- Date: February 10, 1799
- Location: Philadelphia, Pennsylvania
- Caused by: Petitioners attempting to gain the support of churchgoers

Lead figures
- Petitioners James Reynolds; Samuel Cummings; Robert Moore; William Duane; Victim James Gallagher

Casualties
- Death: 0
- Arrested: 4
- Charged: 1

= 1799 St. Mary's Church riot =

Civil conflict in Philadelphia

On February 10, 1799, a riot was instigated by Dr. James Reynolds, an Irish Protestant who attempted to assault James Gallagher. The riot took place at St. Mary's Church in Philadelphia, Pennsylvania. Three other men, Robert Moore, Samuel Cummings, and William Duane were also involved and working with Reynolds. These men worked in conjunction with a committee attempting to repeal the Alien and Sedition Acts of 1798. The Alien Act was passed on June 22, 1798, and the Sedition Act was passed on July 14, 1798. Their goal was to garner the most support and signatures at the church to repeal the acts.

==Background==
The Alien and Sedition Acts of 1798 caused further tensions within the Irish community. The Alien Act, more specifically, increased the risk of them being deported on suspicion of being a threat or treasonous to the United States. These acts declared that they were a potential threat, and were discriminatory in nature. This act also declared that the president of the United States had permission to judge who was a threat and "shall order to depart out of the United States."
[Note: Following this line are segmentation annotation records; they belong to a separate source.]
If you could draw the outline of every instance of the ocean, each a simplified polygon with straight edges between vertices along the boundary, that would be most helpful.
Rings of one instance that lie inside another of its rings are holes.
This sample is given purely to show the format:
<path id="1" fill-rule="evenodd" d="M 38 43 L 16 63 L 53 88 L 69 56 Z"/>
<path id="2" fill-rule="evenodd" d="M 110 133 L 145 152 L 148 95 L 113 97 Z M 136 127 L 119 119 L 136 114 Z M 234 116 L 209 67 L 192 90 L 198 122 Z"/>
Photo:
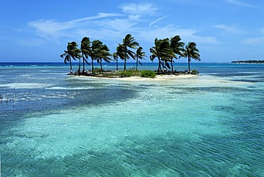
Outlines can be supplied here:
<path id="1" fill-rule="evenodd" d="M 121 80 L 0 63 L 1 176 L 264 176 L 264 65 L 191 68 L 199 76 Z"/>

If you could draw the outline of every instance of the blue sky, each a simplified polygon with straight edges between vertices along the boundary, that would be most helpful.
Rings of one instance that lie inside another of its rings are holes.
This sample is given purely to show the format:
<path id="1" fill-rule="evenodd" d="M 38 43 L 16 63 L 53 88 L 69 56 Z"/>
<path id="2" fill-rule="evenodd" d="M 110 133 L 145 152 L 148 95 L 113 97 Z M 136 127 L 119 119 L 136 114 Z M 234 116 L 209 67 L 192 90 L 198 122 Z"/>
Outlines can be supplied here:
<path id="1" fill-rule="evenodd" d="M 1 1 L 0 62 L 63 62 L 67 42 L 85 36 L 113 53 L 127 33 L 148 55 L 155 38 L 179 35 L 203 62 L 264 60 L 264 1 Z"/>

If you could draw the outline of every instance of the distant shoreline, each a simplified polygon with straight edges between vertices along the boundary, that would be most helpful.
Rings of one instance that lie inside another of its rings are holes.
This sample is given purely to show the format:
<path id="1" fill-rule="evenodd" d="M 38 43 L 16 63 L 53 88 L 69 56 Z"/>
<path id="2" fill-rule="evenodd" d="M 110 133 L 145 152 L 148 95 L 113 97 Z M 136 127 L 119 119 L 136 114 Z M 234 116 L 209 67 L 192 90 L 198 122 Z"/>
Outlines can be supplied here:
<path id="1" fill-rule="evenodd" d="M 232 61 L 232 63 L 253 63 L 253 64 L 264 64 L 264 60 L 237 60 Z"/>

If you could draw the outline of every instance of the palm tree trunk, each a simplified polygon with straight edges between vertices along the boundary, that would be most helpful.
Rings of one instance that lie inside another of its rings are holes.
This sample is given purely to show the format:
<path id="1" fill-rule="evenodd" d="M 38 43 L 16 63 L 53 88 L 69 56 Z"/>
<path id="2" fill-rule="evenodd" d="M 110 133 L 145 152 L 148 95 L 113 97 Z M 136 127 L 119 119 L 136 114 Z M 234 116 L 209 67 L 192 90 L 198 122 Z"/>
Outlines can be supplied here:
<path id="1" fill-rule="evenodd" d="M 81 72 L 81 58 L 78 59 L 78 73 Z"/>
<path id="2" fill-rule="evenodd" d="M 100 65 L 101 65 L 101 71 L 103 71 L 102 59 L 101 58 L 100 58 Z"/>
<path id="3" fill-rule="evenodd" d="M 83 72 L 82 73 L 84 73 L 85 72 L 85 69 L 84 69 L 84 56 L 83 56 Z"/>
<path id="4" fill-rule="evenodd" d="M 116 70 L 118 70 L 118 58 L 116 58 Z"/>
<path id="5" fill-rule="evenodd" d="M 173 74 L 173 60 L 171 60 L 171 73 Z"/>
<path id="6" fill-rule="evenodd" d="M 136 57 L 136 70 L 138 70 L 138 57 Z"/>
<path id="7" fill-rule="evenodd" d="M 161 70 L 161 58 L 159 57 L 158 57 L 158 73 L 159 73 L 160 70 Z"/>
<path id="8" fill-rule="evenodd" d="M 91 73 L 93 73 L 93 58 L 91 58 Z"/>
<path id="9" fill-rule="evenodd" d="M 123 70 L 126 70 L 126 59 L 125 58 L 125 62 L 123 63 Z"/>
<path id="10" fill-rule="evenodd" d="M 72 73 L 73 73 L 73 72 L 72 72 L 72 66 L 71 66 L 71 56 L 69 57 L 69 58 L 70 58 L 70 68 L 71 68 L 71 69 L 70 69 L 70 74 L 72 74 Z"/>

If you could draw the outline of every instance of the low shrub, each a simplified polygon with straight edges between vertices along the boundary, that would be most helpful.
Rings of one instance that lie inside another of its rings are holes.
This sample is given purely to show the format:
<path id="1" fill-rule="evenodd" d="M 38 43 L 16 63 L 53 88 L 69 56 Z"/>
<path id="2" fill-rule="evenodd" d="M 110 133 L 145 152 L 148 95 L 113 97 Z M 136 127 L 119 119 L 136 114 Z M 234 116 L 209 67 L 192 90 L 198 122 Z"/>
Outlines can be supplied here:
<path id="1" fill-rule="evenodd" d="M 191 75 L 199 75 L 199 71 L 198 71 L 198 70 L 191 70 L 191 71 L 190 71 L 190 74 L 191 74 Z"/>
<path id="2" fill-rule="evenodd" d="M 129 77 L 131 76 L 140 76 L 141 73 L 138 70 L 136 70 L 133 69 L 129 69 L 121 71 L 119 73 L 120 77 Z"/>
<path id="3" fill-rule="evenodd" d="M 150 77 L 150 78 L 153 78 L 157 75 L 157 74 L 152 70 L 141 70 L 141 76 L 142 77 Z"/>

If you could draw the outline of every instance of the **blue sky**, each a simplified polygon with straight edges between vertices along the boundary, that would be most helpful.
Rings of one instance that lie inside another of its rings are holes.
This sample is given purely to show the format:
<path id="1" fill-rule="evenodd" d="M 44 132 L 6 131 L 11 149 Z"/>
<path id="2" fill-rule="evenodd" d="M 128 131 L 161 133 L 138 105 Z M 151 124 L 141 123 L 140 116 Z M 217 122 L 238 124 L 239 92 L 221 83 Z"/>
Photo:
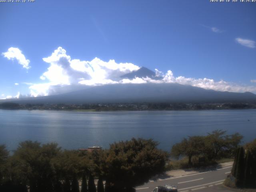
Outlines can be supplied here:
<path id="1" fill-rule="evenodd" d="M 255 10 L 208 0 L 1 2 L 0 98 L 152 82 L 117 78 L 141 66 L 164 82 L 256 93 Z"/>

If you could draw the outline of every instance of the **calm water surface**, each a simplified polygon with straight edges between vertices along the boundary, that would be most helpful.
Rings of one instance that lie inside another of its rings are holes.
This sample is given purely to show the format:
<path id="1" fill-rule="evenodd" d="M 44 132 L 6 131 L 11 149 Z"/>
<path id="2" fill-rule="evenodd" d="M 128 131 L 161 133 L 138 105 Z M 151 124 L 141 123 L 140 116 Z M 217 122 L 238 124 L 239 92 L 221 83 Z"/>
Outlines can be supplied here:
<path id="1" fill-rule="evenodd" d="M 66 149 L 114 141 L 152 138 L 169 151 L 184 137 L 216 129 L 238 132 L 244 141 L 256 138 L 256 110 L 82 112 L 0 110 L 0 144 L 10 150 L 27 140 L 55 142 Z"/>

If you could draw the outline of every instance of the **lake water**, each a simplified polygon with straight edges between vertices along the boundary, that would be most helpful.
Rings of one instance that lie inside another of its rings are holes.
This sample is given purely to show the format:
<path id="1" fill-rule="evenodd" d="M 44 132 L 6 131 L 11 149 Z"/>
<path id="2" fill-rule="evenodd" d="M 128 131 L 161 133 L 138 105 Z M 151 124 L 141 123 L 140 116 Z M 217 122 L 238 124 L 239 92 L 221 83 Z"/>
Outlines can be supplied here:
<path id="1" fill-rule="evenodd" d="M 133 137 L 152 138 L 170 151 L 184 137 L 216 129 L 256 138 L 256 110 L 88 112 L 0 110 L 0 144 L 9 150 L 20 141 L 55 142 L 63 148 L 108 148 Z"/>

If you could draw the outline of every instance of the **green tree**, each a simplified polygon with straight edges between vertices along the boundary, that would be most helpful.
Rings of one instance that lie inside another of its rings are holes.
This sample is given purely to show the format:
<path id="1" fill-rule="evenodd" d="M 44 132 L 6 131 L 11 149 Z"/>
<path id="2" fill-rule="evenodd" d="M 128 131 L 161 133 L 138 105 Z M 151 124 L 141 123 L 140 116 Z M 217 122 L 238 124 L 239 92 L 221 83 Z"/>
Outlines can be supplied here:
<path id="1" fill-rule="evenodd" d="M 109 185 L 118 191 L 133 190 L 162 172 L 167 154 L 156 148 L 158 144 L 152 139 L 134 138 L 110 144 L 104 171 Z"/>
<path id="2" fill-rule="evenodd" d="M 171 155 L 177 158 L 186 156 L 188 158 L 188 165 L 191 166 L 193 156 L 202 154 L 204 149 L 204 137 L 202 136 L 188 137 L 181 142 L 174 144 L 172 148 Z"/>
<path id="3" fill-rule="evenodd" d="M 96 186 L 94 183 L 94 179 L 91 173 L 89 174 L 88 191 L 89 192 L 96 192 Z"/>
<path id="4" fill-rule="evenodd" d="M 83 176 L 82 177 L 82 188 L 81 192 L 87 192 L 87 182 L 86 182 L 86 178 L 85 173 L 83 173 Z"/>
<path id="5" fill-rule="evenodd" d="M 97 184 L 97 192 L 104 192 L 104 186 L 102 178 L 101 176 L 99 176 L 99 179 Z"/>
<path id="6" fill-rule="evenodd" d="M 76 176 L 74 176 L 73 180 L 72 180 L 71 192 L 79 192 L 79 184 L 76 179 Z"/>
<path id="7" fill-rule="evenodd" d="M 55 180 L 52 160 L 60 149 L 55 143 L 20 143 L 12 159 L 12 175 L 18 180 L 23 178 L 31 192 L 52 191 Z"/>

On February 8, 1799, Reynolds, Moore, Cummings, and Duane participated in a committee to organize and repeal these acts. This group convened at a local tavern, where their goal was to compose a petition to aid the Irish immigrants. This committee decided to go to the local Presbyterian and Catholic churches to obtain signatures, since the people attending mass at those churches were largely affected by the acts.

==Events==
Dr. Reynolds, Moore, Cummings, and Duane arrived at St. Mary's church on the morning of February 10 or 11th. According to the committee the four petitioners participated in, approximately 3/4ths of St. Mary's churchgoers were greatly affected by the acts, where they could potentially gather the most support. They also went to post the petition on the wall of the church. Prior to the start of mass, two church trustees told the men to leave the area, but came back during the service. James Gallagher also tore down the notice they had placed on the wall. When he had done this, Reynolds reprimanded him and called him an "impudent scoundrel." Gallagher replied "no Jacobin paper had a right to a place on the wall of that church." The Father of the church, Leonard Neale, had told Gallagher to "go to the pews of some of the influential members and tell them of the state of affairs, and ask them to prevent them."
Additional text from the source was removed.